Old World Meets New in Bagan

Bagan was quite possibly my favorite city in Myanmar. Comprised of three parts, Old Bagan, New Bagan, and the Archeological Zone, Bagan is the former capital of the Kingdom of Pagan.

Now it’s a small city of the new and old worlds, with modern hotels just around the corner from villages with outhouses. Tour buses and motorbikes travel the same roads as horse-drawn buggies and goat herders. Eleventh century temples sit practically in the backyards of restaurants with wifi. Even the monks have cell phones.

Seriously.

Monks taking a break. Gotta check the social media feeds!

It’s quiet at night (except when a celebration is held right next door to your hotel), and very dark. Some of the main roads are dirt, and there are no sidewalks to speak of.  It’s completely charming. The people are so very lovely and the art and architecture of the temples is sublime.

Temple Town

Between the 11th and 13th centuries, over 10,000 temples, pagodas, and monasteries were located in the area. Over 2,200 of these structures are still standing along the dry plains, in the Bagan Archeological Zone. You cannot swing a cat in this place without hitting a temple. They’re everywhere, and they’re all pretty amazing!

Entrance to the Sulamani Temple

The recently cleaned Ananda Temple.

 

Buddha from the Sulamani Temple

Unfortunately, the area is an earthquake zone, so many of the temples have been damaged destroyed over the years.

The site suffered an earthquake in August of 2016, destroying 400 temples and damaging manyothers including the Sulamani and Myauk Guni temples- which are now being restored with assistance from UNESCO experts.

 

 

There are so many temples to choose from, it’s hard to know just what to get out and see. Whatever your choice, you’re in for a treat. Some of the temples have amazing paintings from the 11th and 12th centuries that outline the story of Buddha.

Claustrophobic Buddha- the temple was built around him.

Novitiate Celebration

Novitiate being celebrated in Bagan

We were lucky enough to be able to witness the novitiate ceremony known as shinbyu in New Bagan. Entering the monastery is a rite of passage for most Burmese boys.

 

The ceremony is a giant celebration throughout the village, and families band together to celebrate their kids and cover the costs. Starting with a parade that winds through the town, it’s a riot of colors and music that ends up in a big party.

 

All of the boys are dressed to impress- wearing elaborate dresses, make-up, and headdresses. They are led through the town on horseback, elephants, and in decorated carts with golden umbrellas held over their heads.

 

Parade

Decorated wagon and patient cows in Bagan

 

Young celebrants led on horseback through Bagan

The women join in carrying flowers and parasols, and the whole town comes out to watch or participate. We saw this played out throughout the country, but got an up close view in Bagan, and thanks to our awesome guide, Magic Sai, we were even invited to the party!

Sunrise/Sunset

sunrise balloons

Hot air balloons silhouetted by the sunrise

I am a huge fan of the sun and all of the beautiful colors it produces at sunrise and sunset. Due to its magnificent local scenery and location, Bagan is the perfect place to feed your photo habit.

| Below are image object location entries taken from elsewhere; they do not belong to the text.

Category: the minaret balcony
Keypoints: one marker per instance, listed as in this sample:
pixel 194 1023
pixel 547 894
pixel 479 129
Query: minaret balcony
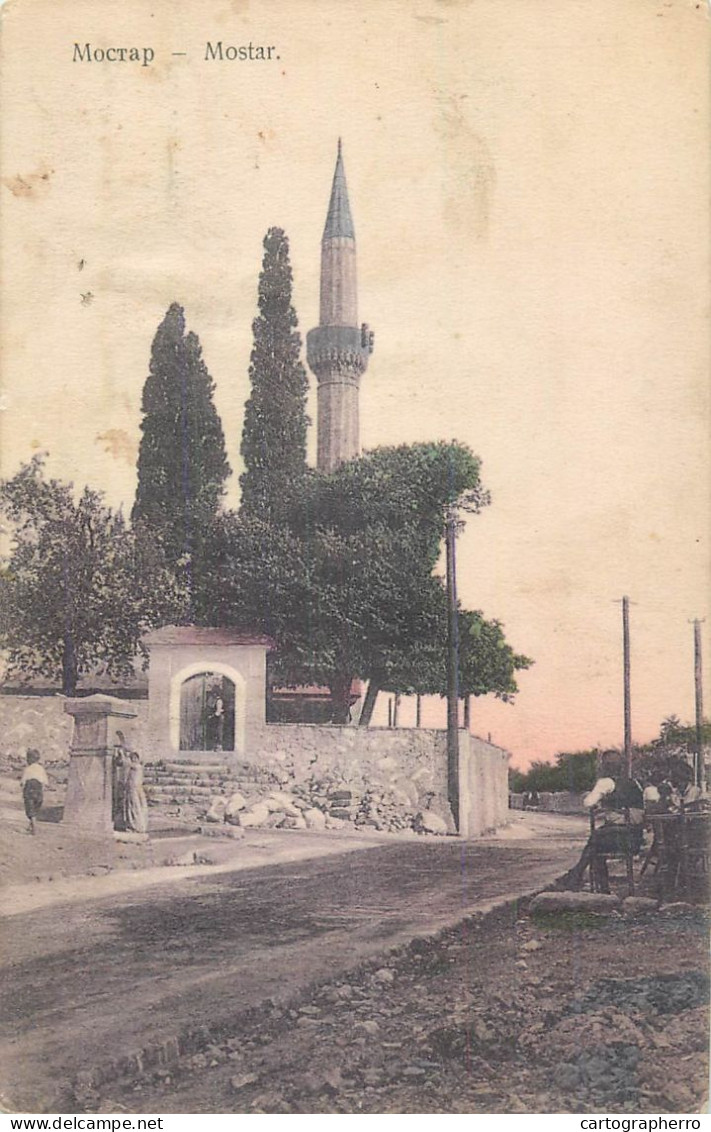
pixel 337 349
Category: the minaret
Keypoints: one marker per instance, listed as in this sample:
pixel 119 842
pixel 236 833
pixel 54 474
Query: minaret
pixel 337 350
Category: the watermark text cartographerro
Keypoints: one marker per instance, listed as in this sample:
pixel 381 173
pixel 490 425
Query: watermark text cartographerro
pixel 214 51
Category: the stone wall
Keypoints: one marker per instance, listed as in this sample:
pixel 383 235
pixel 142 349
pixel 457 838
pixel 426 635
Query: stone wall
pixel 41 722
pixel 484 786
pixel 563 802
pixel 387 772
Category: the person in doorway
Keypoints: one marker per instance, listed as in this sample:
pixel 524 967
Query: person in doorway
pixel 619 803
pixel 33 781
pixel 135 805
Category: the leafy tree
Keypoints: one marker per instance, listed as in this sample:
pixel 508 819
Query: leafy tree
pixel 574 771
pixel 181 461
pixel 345 585
pixel 275 420
pixel 78 589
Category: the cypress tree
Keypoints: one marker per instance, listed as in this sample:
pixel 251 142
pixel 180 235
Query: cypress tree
pixel 275 421
pixel 181 461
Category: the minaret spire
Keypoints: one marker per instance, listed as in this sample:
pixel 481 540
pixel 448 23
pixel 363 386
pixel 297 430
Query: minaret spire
pixel 337 350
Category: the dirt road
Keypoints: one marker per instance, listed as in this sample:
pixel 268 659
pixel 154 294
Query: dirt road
pixel 90 980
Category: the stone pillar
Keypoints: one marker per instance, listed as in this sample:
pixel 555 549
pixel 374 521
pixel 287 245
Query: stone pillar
pixel 96 720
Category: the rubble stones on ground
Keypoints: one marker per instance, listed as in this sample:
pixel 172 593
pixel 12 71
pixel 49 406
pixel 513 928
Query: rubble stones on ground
pixel 236 803
pixel 598 902
pixel 315 819
pixel 217 808
pixel 639 906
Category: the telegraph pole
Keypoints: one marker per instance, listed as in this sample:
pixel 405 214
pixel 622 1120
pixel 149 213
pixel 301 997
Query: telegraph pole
pixel 699 704
pixel 625 605
pixel 627 688
pixel 453 670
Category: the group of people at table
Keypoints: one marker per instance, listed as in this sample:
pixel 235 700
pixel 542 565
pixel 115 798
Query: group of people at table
pixel 622 807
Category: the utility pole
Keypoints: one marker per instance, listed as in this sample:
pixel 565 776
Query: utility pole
pixel 699 704
pixel 453 670
pixel 625 605
pixel 627 687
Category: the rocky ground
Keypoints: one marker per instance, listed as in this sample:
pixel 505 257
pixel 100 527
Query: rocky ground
pixel 505 1013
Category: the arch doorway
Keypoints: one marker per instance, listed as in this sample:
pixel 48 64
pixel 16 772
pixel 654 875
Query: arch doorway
pixel 207 712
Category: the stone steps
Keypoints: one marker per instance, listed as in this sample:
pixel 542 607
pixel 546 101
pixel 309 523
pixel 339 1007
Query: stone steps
pixel 191 785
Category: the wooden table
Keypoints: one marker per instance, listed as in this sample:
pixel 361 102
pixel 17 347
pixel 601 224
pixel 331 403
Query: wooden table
pixel 679 848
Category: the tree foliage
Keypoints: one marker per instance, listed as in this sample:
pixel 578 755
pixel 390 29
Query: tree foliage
pixel 574 771
pixel 182 465
pixel 275 421
pixel 345 582
pixel 78 589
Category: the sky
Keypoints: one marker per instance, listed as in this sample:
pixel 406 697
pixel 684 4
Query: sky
pixel 529 186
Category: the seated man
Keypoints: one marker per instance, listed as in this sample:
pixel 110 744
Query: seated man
pixel 619 802
pixel 685 794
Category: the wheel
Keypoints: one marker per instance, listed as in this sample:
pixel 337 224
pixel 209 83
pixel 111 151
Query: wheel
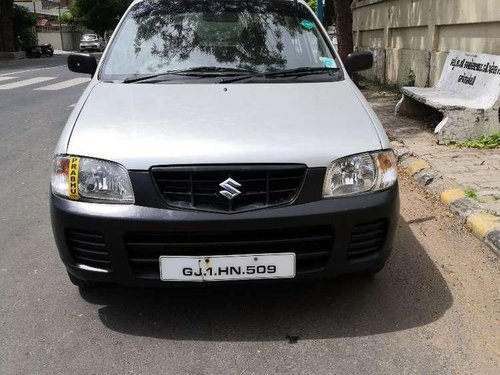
pixel 82 283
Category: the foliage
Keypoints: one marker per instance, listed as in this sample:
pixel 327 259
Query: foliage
pixel 313 4
pixel 471 193
pixel 485 142
pixel 24 22
pixel 98 15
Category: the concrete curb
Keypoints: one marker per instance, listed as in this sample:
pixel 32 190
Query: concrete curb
pixel 484 225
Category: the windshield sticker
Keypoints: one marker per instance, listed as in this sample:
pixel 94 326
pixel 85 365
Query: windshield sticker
pixel 328 62
pixel 306 24
pixel 74 166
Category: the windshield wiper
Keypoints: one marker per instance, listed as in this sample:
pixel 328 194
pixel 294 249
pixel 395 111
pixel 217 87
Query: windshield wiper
pixel 203 71
pixel 296 72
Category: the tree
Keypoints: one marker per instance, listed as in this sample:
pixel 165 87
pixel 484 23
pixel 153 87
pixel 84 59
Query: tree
pixel 343 14
pixel 6 25
pixel 313 4
pixel 99 15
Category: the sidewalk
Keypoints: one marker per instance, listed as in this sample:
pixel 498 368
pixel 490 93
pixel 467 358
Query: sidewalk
pixel 467 180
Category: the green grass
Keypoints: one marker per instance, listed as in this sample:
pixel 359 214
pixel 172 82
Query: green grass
pixel 485 142
pixel 471 193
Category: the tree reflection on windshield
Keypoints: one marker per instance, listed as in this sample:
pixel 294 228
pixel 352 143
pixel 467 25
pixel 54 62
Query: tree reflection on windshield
pixel 264 35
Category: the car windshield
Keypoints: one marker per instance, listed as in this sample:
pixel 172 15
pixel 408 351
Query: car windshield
pixel 87 38
pixel 257 36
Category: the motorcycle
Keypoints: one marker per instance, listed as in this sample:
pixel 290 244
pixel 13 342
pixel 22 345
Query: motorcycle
pixel 33 50
pixel 37 50
pixel 47 49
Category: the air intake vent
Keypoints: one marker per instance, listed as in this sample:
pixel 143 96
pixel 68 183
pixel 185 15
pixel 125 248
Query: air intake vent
pixel 367 240
pixel 245 187
pixel 312 246
pixel 89 249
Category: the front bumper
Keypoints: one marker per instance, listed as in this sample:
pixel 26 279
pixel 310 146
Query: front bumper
pixel 361 231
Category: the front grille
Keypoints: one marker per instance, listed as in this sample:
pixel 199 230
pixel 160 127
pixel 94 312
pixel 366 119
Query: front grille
pixel 199 188
pixel 89 249
pixel 367 240
pixel 312 246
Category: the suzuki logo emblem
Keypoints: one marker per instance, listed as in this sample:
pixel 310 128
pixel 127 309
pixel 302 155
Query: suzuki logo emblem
pixel 230 188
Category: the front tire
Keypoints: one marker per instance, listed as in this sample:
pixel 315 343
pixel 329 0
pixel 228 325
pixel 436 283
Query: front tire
pixel 85 284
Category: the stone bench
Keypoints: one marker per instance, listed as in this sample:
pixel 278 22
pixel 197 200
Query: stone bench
pixel 467 95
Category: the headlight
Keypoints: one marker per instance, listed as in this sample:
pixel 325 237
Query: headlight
pixel 361 173
pixel 94 180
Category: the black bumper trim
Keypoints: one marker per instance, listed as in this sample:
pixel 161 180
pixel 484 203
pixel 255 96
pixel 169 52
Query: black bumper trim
pixel 114 222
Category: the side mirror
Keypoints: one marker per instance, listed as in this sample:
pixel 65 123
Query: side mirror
pixel 82 63
pixel 359 61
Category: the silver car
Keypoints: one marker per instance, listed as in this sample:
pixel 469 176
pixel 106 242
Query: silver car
pixel 92 42
pixel 222 141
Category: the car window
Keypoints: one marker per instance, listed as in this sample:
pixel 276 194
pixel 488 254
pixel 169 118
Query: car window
pixel 258 35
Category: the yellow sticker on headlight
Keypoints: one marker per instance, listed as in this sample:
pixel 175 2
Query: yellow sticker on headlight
pixel 74 166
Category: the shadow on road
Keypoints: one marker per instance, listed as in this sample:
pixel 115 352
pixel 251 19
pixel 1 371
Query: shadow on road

There are multiple sites where you can get a glorious shot, and Bagan has a well established ballooning business, so you can get a bird’s eye view of the place. If you prefer staying a bit closer to the ground, you can watch all of the balloons taking off at dawn from any number of temples.

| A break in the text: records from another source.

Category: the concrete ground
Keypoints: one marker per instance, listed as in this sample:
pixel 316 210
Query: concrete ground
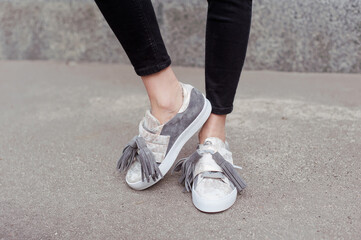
pixel 63 126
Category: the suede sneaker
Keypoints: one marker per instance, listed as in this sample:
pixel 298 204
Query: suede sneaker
pixel 211 176
pixel 150 154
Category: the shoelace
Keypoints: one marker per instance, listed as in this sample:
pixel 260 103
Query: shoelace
pixel 187 166
pixel 137 149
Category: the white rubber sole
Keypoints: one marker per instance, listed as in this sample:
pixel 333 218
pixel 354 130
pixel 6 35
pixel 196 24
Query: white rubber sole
pixel 213 205
pixel 172 155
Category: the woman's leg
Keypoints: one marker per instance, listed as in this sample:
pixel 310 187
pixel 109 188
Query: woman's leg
pixel 135 25
pixel 227 32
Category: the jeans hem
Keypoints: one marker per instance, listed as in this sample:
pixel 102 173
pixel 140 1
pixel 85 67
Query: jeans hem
pixel 222 111
pixel 153 69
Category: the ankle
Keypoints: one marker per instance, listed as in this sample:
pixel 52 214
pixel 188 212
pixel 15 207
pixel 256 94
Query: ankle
pixel 165 94
pixel 214 127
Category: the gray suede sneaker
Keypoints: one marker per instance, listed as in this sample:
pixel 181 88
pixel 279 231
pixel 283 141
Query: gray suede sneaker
pixel 211 176
pixel 150 155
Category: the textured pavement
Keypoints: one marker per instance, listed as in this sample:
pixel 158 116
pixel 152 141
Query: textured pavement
pixel 63 126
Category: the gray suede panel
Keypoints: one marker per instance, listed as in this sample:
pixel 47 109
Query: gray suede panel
pixel 181 121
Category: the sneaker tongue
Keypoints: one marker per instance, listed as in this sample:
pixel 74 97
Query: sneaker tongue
pixel 151 123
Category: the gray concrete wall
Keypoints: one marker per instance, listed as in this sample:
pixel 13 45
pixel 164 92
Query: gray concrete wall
pixel 304 36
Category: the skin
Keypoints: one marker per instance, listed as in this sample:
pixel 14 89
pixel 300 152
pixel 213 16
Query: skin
pixel 165 96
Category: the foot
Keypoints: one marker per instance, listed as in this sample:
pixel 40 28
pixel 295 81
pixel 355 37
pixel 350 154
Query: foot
pixel 150 155
pixel 211 176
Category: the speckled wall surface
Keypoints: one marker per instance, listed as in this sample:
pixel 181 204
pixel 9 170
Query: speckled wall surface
pixel 286 35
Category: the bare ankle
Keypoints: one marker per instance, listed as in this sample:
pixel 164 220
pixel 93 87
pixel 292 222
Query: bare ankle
pixel 165 94
pixel 214 127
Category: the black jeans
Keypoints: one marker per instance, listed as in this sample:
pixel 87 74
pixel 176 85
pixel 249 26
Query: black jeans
pixel 228 25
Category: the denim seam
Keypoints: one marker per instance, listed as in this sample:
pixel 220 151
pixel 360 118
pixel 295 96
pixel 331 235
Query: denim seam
pixel 222 111
pixel 154 68
pixel 145 23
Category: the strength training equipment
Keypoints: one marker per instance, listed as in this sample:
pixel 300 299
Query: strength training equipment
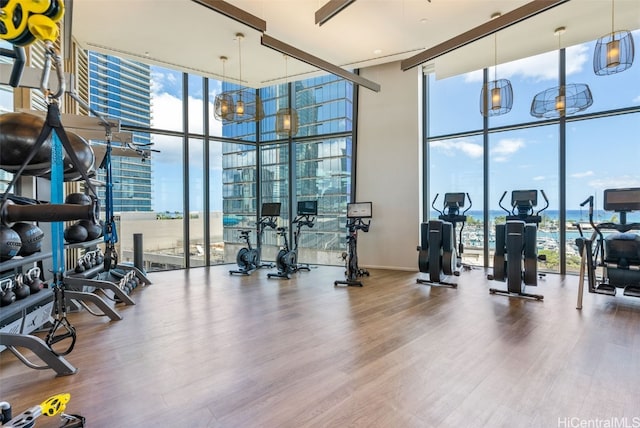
pixel 438 254
pixel 516 252
pixel 355 213
pixel 30 237
pixel 617 254
pixel 287 259
pixel 249 258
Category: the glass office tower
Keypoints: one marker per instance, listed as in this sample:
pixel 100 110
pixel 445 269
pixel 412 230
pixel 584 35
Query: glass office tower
pixel 121 89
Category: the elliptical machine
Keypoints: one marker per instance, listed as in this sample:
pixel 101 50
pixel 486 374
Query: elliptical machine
pixel 516 245
pixel 355 213
pixel 438 254
pixel 287 259
pixel 618 253
pixel 249 258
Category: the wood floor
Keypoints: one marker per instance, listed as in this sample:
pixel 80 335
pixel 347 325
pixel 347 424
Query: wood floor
pixel 202 348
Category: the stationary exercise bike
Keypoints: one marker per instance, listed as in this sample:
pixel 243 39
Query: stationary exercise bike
pixel 516 253
pixel 249 258
pixel 355 213
pixel 617 254
pixel 287 259
pixel 438 254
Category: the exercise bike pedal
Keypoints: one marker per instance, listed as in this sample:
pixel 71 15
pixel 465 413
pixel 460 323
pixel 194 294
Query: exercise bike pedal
pixel 608 289
pixel 632 291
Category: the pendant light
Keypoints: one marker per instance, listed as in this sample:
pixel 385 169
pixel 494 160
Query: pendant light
pixel 496 97
pixel 614 51
pixel 223 104
pixel 239 102
pixel 563 100
pixel 286 117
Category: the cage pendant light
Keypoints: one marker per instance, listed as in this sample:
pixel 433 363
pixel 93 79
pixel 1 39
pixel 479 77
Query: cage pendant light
pixel 247 104
pixel 496 97
pixel 286 117
pixel 614 51
pixel 562 100
pixel 223 104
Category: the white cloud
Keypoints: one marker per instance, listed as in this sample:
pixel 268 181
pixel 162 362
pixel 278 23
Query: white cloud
pixel 623 181
pixel 167 114
pixel 537 68
pixel 507 147
pixel 453 147
pixel 582 174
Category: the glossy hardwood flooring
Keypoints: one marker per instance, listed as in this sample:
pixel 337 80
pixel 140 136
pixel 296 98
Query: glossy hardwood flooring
pixel 202 348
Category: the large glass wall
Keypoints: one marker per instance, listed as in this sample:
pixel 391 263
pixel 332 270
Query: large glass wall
pixel 568 159
pixel 163 227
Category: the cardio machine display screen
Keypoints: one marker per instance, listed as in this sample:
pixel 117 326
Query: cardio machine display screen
pixel 270 209
pixel 359 210
pixel 307 207
pixel 622 199
pixel 518 197
pixel 454 198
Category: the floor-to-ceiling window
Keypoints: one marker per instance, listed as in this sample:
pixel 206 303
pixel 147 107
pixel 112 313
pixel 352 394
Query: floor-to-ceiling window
pixel 592 151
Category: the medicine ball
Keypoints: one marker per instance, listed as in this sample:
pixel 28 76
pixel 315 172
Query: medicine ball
pixel 85 155
pixel 78 199
pixel 19 134
pixel 75 233
pixel 30 236
pixel 94 230
pixel 10 243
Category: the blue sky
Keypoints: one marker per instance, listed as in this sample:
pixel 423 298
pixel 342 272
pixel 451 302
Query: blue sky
pixel 601 153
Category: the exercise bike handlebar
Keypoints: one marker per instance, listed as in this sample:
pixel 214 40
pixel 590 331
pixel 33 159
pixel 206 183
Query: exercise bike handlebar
pixel 546 200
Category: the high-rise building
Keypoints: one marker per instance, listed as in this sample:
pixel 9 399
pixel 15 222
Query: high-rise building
pixel 121 89
pixel 320 161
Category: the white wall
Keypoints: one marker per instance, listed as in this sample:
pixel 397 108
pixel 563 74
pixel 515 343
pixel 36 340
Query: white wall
pixel 388 167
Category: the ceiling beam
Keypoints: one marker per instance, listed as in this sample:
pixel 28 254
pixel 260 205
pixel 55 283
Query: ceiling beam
pixel 235 13
pixel 331 9
pixel 510 18
pixel 305 57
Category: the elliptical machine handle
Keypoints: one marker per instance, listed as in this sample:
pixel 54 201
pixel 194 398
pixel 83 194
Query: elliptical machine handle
pixel 500 203
pixel 470 204
pixel 546 200
pixel 433 204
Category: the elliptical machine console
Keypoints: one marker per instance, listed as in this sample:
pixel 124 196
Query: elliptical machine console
pixel 516 253
pixel 617 254
pixel 287 259
pixel 249 258
pixel 356 212
pixel 438 254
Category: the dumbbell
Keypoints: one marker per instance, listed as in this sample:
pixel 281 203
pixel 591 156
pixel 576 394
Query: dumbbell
pixel 21 289
pixel 32 279
pixel 7 296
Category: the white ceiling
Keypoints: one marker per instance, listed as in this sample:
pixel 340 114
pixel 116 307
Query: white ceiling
pixel 185 35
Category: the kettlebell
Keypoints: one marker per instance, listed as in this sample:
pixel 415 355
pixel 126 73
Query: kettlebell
pixel 99 257
pixel 79 266
pixel 34 281
pixel 7 296
pixel 21 289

Unfortunately, it was very hazy when we were there. It was just after harvest season, so there were lots of fires every day to clean up the fields and any miscellaneous debris.

 

The Shwesandaw Pagoda is well known as a “Sunset Temple” and tends to be crowded with tourists. The pagoda has a series of 5 terraces that you can climb to get your best view. The stairs are steep and narrow, so be careful on your way up and down. Local vendors selling drinks and souvenirs line the base, so if get there a little early, you can get a cold drink- even fresh coconut water- and wait for the main event.

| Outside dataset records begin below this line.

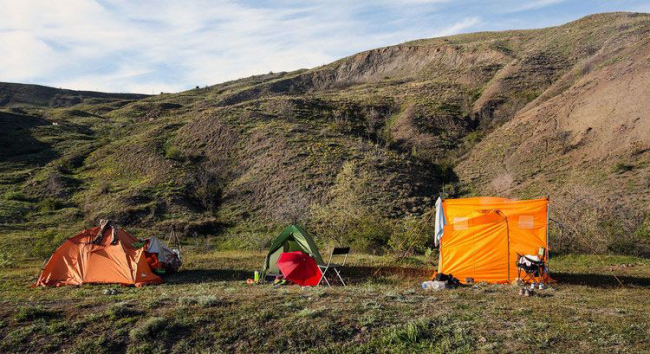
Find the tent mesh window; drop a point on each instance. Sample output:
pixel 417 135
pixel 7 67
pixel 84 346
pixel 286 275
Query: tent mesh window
pixel 461 223
pixel 526 221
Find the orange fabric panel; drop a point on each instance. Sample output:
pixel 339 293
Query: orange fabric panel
pixel 78 261
pixel 475 242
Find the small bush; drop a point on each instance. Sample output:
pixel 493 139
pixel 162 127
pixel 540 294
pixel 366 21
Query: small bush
pixel 6 261
pixel 173 153
pixel 622 167
pixel 49 205
pixel 15 195
pixel 34 312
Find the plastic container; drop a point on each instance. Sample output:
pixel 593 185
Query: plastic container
pixel 433 285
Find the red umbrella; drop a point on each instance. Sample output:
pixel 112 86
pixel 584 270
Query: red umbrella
pixel 299 268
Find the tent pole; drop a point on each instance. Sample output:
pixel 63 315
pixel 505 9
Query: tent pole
pixel 547 227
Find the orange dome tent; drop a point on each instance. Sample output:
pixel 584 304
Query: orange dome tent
pixel 101 255
pixel 480 238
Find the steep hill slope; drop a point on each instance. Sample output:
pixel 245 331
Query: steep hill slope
pixel 357 149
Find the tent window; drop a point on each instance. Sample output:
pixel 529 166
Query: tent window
pixel 526 221
pixel 461 223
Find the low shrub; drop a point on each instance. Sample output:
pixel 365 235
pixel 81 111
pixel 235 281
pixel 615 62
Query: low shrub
pixel 29 313
pixel 15 195
pixel 48 205
pixel 6 260
pixel 622 167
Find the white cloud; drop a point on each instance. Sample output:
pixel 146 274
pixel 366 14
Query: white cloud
pixel 170 45
pixel 527 5
pixel 458 27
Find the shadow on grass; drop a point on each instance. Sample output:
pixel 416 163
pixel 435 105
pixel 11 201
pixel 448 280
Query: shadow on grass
pixel 351 274
pixel 362 274
pixel 599 280
pixel 197 276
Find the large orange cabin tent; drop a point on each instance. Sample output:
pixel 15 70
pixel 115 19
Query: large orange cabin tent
pixel 480 238
pixel 101 255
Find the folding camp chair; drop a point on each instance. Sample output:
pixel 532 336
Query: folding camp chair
pixel 533 270
pixel 337 251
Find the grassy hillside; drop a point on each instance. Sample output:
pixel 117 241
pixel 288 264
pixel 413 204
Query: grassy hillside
pixel 357 150
pixel 384 310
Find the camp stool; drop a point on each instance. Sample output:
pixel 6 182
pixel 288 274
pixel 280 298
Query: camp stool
pixel 537 272
pixel 337 251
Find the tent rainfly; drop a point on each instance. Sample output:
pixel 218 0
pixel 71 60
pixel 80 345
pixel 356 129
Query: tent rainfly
pixel 292 238
pixel 101 255
pixel 480 238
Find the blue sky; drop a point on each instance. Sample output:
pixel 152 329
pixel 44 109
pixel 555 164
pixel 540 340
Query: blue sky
pixel 171 45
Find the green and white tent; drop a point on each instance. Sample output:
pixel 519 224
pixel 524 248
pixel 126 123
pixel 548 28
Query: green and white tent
pixel 292 238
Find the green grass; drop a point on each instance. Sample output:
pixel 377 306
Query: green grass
pixel 209 307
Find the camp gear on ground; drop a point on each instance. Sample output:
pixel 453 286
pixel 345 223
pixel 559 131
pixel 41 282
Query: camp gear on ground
pixel 440 222
pixel 298 267
pixel 336 268
pixel 434 285
pixel 293 238
pixel 482 236
pixel 91 257
pixel 532 268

Sunset from the Shwesandaw Pagoda

Another option for sunset is a cruise along the Ayeyarwady River. There are a number of small boats that can be hired for a small fee. You can bring aboard snacks and beer, and if you’re lucky, the captain will pull over onto one of the sandy banks and dock, so you can watch the sun going down with the sand in your toes.

Sunset over the Ayeyarwady River outside of Bagan

There’s no shortage of amazing sites to see in Bagan!